The Great Employee Support Debate

Should the workload and capacity of the employee to deliver assignments on time be the deciding factor for who is assigned a junior employee for support? Or should the decision on where to add a new hire relate more to which department brings in the most money?

Hiring new employees isn’t just a matter of what your company as a whole needs, or even what a department needs. It’s a matter that needs to be decided at the level of the individual employee. Which employees are such outstanding performers that they could perform even better, or grow even more, with additional support? When you hire a new employee, you also are investing in the employee who will be the new employee’s manager. From what I have seen in my own career, that seemingly obvious point often is lost on some department heads.

Instead of giving additional support to the employee who is performing the strongest and who leads the business unit with the greatest potential for growth, the additional support is given to the employee in the department who is notperforming well—the one who can’t keep up with the workload or who doesn’t have the skills to do everything the job requires.

Where do you think it makes the most sense to spend the money on additional support? Should the workload and capacity of the employee(s) to deliver assignments on time be the deciding factor for who is assigned a junior employee for support? Or should the decision on where to add a new hire relate more to where in the department the most money is coming in? Alongside awarding additional support to strong performers is the need to award the additional support to the place in the department where the most money is being generated, or where there is the greatest potential for money generation. Awarding additional support to employees who are failing to keep up with the workload, or who are not able to master the skills needed for their jobs, is backward thinking in my mind. It’s pumping more money into a failing endeavor, rather than directing the money to the person and business unit that is performing the best. The analogy it makes me think of is putting money on the horse that is behind in the race rather than the one who is leading the pack.
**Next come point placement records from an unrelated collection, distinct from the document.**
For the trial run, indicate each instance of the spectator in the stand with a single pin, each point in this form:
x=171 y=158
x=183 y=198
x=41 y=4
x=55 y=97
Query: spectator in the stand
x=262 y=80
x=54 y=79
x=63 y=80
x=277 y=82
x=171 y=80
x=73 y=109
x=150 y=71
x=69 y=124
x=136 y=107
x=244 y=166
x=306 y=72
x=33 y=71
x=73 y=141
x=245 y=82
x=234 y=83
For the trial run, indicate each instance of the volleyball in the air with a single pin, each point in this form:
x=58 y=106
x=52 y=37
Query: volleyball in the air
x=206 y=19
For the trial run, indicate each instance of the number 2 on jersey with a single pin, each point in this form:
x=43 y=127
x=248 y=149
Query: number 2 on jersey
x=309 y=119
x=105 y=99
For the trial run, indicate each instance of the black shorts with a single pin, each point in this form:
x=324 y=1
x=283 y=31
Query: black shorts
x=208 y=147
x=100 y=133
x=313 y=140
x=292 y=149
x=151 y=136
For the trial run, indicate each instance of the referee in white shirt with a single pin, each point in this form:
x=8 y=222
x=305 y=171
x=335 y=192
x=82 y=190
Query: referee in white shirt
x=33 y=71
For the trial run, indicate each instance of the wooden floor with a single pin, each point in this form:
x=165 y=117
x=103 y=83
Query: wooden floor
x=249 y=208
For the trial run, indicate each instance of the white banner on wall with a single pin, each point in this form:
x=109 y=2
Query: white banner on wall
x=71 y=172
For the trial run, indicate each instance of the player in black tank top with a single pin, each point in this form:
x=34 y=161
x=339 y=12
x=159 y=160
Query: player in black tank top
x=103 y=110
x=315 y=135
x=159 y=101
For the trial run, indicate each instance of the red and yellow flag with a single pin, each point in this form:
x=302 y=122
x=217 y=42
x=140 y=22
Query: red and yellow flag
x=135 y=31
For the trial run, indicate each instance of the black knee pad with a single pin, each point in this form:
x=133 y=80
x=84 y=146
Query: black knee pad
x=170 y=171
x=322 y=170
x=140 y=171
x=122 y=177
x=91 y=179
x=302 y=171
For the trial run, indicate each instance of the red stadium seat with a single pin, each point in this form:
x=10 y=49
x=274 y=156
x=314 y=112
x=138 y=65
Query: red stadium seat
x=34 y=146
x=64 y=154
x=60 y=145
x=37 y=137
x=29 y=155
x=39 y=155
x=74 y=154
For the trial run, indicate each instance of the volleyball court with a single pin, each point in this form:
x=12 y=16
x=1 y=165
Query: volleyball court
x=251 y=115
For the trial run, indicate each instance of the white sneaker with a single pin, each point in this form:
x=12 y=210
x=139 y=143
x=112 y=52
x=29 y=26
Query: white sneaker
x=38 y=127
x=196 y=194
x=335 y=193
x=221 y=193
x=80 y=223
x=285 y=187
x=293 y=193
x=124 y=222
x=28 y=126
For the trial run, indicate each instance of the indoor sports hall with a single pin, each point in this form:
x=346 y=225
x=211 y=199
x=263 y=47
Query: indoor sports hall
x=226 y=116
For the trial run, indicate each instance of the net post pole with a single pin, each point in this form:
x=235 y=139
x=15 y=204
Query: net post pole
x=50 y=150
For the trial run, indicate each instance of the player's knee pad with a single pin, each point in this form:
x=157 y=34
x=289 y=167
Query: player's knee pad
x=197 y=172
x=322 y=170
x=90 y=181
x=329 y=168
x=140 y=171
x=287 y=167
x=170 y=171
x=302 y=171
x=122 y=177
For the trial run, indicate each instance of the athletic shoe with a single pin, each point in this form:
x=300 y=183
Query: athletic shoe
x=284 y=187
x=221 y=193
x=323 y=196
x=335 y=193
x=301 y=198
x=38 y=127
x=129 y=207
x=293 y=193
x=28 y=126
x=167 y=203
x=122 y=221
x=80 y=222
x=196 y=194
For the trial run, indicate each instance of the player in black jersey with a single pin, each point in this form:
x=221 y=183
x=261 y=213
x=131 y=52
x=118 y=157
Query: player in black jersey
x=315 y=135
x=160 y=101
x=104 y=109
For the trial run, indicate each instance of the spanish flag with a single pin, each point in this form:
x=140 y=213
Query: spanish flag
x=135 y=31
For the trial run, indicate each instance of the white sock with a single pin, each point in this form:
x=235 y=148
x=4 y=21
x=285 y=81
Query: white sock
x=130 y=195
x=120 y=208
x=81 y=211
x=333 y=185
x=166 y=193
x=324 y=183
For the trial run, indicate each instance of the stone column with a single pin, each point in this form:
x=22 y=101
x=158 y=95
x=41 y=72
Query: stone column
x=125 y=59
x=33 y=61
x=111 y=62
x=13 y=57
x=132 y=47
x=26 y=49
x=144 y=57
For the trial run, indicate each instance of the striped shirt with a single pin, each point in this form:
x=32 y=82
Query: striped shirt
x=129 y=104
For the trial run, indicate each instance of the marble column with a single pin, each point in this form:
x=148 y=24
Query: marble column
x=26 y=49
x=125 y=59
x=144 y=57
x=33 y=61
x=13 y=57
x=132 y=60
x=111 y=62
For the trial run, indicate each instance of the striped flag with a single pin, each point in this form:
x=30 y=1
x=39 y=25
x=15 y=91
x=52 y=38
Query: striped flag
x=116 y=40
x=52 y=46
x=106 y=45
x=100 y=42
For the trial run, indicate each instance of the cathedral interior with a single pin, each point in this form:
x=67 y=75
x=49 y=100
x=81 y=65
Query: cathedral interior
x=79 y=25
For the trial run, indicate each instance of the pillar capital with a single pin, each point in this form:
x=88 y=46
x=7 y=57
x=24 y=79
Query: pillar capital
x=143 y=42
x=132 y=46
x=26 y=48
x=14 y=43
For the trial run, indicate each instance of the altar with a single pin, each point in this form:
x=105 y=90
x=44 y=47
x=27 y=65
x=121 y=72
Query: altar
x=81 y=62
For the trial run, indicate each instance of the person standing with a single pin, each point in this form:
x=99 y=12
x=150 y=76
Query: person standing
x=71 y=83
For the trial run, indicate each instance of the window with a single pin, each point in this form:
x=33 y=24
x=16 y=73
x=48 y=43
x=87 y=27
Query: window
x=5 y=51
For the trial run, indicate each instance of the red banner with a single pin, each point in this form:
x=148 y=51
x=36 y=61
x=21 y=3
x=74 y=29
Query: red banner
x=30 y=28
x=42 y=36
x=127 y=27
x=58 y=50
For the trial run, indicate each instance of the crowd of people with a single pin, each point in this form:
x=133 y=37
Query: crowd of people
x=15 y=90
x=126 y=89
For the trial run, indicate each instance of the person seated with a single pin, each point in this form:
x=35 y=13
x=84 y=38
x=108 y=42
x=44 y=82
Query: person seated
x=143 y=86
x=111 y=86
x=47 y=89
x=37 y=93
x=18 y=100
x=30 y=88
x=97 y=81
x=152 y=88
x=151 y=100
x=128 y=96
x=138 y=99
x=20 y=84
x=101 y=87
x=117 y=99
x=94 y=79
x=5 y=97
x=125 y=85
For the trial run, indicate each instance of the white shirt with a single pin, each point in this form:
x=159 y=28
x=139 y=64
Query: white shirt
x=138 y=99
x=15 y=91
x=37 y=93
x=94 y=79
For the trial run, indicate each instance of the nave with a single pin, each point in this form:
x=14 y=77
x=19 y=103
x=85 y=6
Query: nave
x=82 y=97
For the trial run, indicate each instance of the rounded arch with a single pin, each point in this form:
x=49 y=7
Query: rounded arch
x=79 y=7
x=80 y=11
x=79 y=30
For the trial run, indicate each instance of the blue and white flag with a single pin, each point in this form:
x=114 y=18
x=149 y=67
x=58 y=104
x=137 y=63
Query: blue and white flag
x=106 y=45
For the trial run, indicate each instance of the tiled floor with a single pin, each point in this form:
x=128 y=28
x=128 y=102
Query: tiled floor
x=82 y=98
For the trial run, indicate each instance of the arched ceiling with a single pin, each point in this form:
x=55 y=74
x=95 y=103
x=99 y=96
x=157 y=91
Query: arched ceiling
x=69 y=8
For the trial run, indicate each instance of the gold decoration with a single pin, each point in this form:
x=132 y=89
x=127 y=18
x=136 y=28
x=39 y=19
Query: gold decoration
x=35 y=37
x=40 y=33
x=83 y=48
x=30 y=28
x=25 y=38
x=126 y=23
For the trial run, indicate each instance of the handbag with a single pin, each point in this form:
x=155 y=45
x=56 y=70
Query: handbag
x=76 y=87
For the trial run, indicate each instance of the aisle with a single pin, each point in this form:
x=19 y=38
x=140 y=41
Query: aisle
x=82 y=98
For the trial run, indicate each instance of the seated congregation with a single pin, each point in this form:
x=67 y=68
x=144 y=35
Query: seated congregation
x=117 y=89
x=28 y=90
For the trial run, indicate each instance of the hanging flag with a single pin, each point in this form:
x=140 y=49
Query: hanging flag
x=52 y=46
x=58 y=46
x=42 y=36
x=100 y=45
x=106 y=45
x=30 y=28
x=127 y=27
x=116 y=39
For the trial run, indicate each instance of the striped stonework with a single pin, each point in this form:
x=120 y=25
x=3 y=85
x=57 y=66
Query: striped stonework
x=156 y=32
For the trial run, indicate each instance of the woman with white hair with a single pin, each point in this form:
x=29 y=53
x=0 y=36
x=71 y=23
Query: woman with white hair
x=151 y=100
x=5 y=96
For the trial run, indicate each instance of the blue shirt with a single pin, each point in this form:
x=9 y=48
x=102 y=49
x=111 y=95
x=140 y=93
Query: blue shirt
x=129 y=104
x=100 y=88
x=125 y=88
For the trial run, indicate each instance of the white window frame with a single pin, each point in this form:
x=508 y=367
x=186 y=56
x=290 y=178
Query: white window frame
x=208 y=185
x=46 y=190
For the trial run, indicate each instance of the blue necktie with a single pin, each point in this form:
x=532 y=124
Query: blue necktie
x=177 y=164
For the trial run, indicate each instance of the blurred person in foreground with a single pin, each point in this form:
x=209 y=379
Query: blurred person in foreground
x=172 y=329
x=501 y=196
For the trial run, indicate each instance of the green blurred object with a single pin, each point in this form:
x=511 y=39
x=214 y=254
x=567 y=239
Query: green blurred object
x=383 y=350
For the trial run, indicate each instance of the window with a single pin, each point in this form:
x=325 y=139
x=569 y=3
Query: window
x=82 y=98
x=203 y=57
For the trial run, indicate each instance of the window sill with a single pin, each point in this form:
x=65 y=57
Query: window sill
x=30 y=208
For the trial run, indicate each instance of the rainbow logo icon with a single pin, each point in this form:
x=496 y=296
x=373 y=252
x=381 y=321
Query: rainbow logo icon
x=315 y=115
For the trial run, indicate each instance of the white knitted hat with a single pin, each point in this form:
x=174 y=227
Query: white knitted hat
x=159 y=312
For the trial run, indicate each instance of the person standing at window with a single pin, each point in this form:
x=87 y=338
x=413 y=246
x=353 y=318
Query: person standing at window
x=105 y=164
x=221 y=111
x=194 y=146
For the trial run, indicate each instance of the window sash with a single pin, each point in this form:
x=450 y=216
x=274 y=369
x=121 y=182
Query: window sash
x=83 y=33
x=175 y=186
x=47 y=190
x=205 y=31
Like many other aspects of corporate life—from hiring to promotion—decisions about where resources are directed can be impacted by bias and prejudice. In many cases, these prejudices are unconscious. I once knew of a department head who considered himself a forward-thinking, progressive person, but nevertheless displayed an obvious bias toward middle-aged white men. The picture in his mind of the ideal corporate executive was a conservative-looking white man in his fifties or sixties. Perhaps for that reason, when the opportunity to add a junior employee in the department arose, he provided a supporting employee to the white man in his fifties instead of the younger woman. It didn’t matter that the woman’s business unit was larger, stronger, and had greater potential for growth, or that the woman had been on staff longer and had proven herself a high performer who could deliver anything that was asked of her. The department head wanted to give the man the advantage of the additional resource. He didn’t expect the man to learn the same skills the woman had been expected to learn. The junior employee would take care of those things. And he didn’t want the man bogged down with the same minutia the woman was regularly bogged down with. He wanted to free the man for greater development opportunities.

When you invest in a junior employee, the manager also gets invested in for further development opportunities. The manager is freed from lower-level tasks to be exposed to higher-level work. For that reason, it’s important to consider the impact on the managers receiving the additional support. Making a hiring decision that doesn’t make sense from a financial standpoint isn’t the only danger. The equal, or greater, danger is the impact on the high-performing employee who was overlooked in favor of the lower-performing employee who got the new hire as an additional resource. That high-performing employee may become demoralized and choose to look for a job at a company that will award them greater career development opportunities.

What does the hiring decision-making model look like at your company? I found this article from Inc. on key questions to ask before you hire a new employee. Like most hiring decision-making advice, however, it does not explore the impact of new hires on the people who manage them. How do you ensure the hiring decisions in your company devote resources to the employees who have the greatest potential and are most deserving of freedom from lower-level tasks in favor of higher-level development?